We may have generated our classifiers to only find clauses when it is unfavourable to us. This is a less than optimal method for transferability. It may be only on one kind of contract, or with a category of vendors that a clause is intolerable, so if we have trained it to trigger only when it is unfavourable, we won’t know whether it exists at all. So it’s better (and easier to train!) a classifier to find a kind of clause generally, then specify in another way whether it is actually acceptable or not.
A clause may be unacceptable for a number of reasons: it may be well drafted but a time period in it may be too long or a liability cap too high. It might be fine as an obligation for a vendor but not for a customer. It could be good (or bad) if there is another clause also in the contract. It could be a problem depending upon the scope of a referenced defined term. It may happen that it is agreeable as a right, but not an obligation.
The solution then needs to be matched to the particular issue you have. A time period can be extracted from the contract and you can set up acceptable bounds for it. Through Natural Language Processing techniques you can pick up who is giving the obligation and relate them to the parties of the agreement (whether it is by party name or the role of the party). A legal tech expert (who straddles the worlds of legal knowledge and AI technology) can then easily put these rules together behind a set of issues that describe the requirements of the user.

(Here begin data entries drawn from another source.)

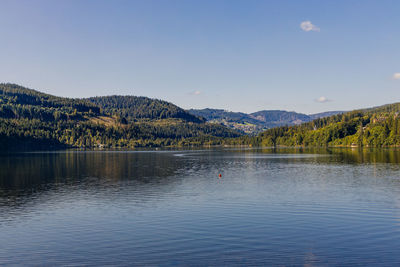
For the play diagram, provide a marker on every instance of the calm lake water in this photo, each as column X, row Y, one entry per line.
column 270, row 207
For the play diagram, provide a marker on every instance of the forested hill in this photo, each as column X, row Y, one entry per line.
column 373, row 127
column 257, row 122
column 133, row 107
column 33, row 120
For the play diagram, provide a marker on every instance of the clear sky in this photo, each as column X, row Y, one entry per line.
column 304, row 56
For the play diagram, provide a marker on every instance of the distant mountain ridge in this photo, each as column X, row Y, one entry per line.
column 31, row 120
column 259, row 121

Finally, once you understand that there is a problem with a part of a contract, how do you then amend the contract in a mutually acceptable way. There are a few ways to do this, from simple process-based methods to approaches using modern AI.
The simplest – and least technical – way is to have an already setup set of favoured language and acceptable fallback positions. When an issue is triggered, you can then explain what the precise problem is and provide text that the user then would need to customise for the contract.

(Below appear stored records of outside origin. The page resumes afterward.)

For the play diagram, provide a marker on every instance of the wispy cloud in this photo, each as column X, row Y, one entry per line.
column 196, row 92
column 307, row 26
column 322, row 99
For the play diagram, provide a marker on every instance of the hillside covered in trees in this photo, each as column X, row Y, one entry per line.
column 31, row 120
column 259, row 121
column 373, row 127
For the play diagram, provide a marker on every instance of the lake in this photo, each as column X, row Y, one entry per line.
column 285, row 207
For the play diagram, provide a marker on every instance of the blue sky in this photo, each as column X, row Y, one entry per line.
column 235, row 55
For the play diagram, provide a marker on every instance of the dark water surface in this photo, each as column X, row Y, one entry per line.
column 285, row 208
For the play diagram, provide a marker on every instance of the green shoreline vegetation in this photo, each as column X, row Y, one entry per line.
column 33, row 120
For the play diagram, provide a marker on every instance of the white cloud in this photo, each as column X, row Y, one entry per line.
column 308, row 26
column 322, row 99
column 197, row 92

A slightly more intelligent route would be to make this text configurable so that key terms or amounts could be manually or automatically synchronised so they match the contract.
Given an already negotiated contract bank, you could mine this data so that commonly negotiated clauses were identified and if a clause resembles a negotiated contract’s original text, then provide the outcome as a suggestion.
More recent technological developments such as generative models like GPT from OpenAI which let you train a model with all of your previously worded clauses and ask it to generate a given position. It’s not perfect for generating all-complete legalese yet (it is much better at free-wheeling prose), but it is a glimpse into the future.
As you can see, the process of reviewing a contract is quite an involved process, but there are approaches to emulate each step and combining them together could give you a lawyer in a bottle. Of course, a lawyer isn’t just someone who reviews contracts, but also understands what the general position of a client is, what is special about a specific circumstance, and has a wealth of experience to guide and protect their clients from pitfalls.
We can use an understanding of the contract review process to do the heavy lifting on much of the standard legal work, and allow lawyers (and other people in an organisation who regularly deal with contracts) to achieve their ends in a fraction of the time.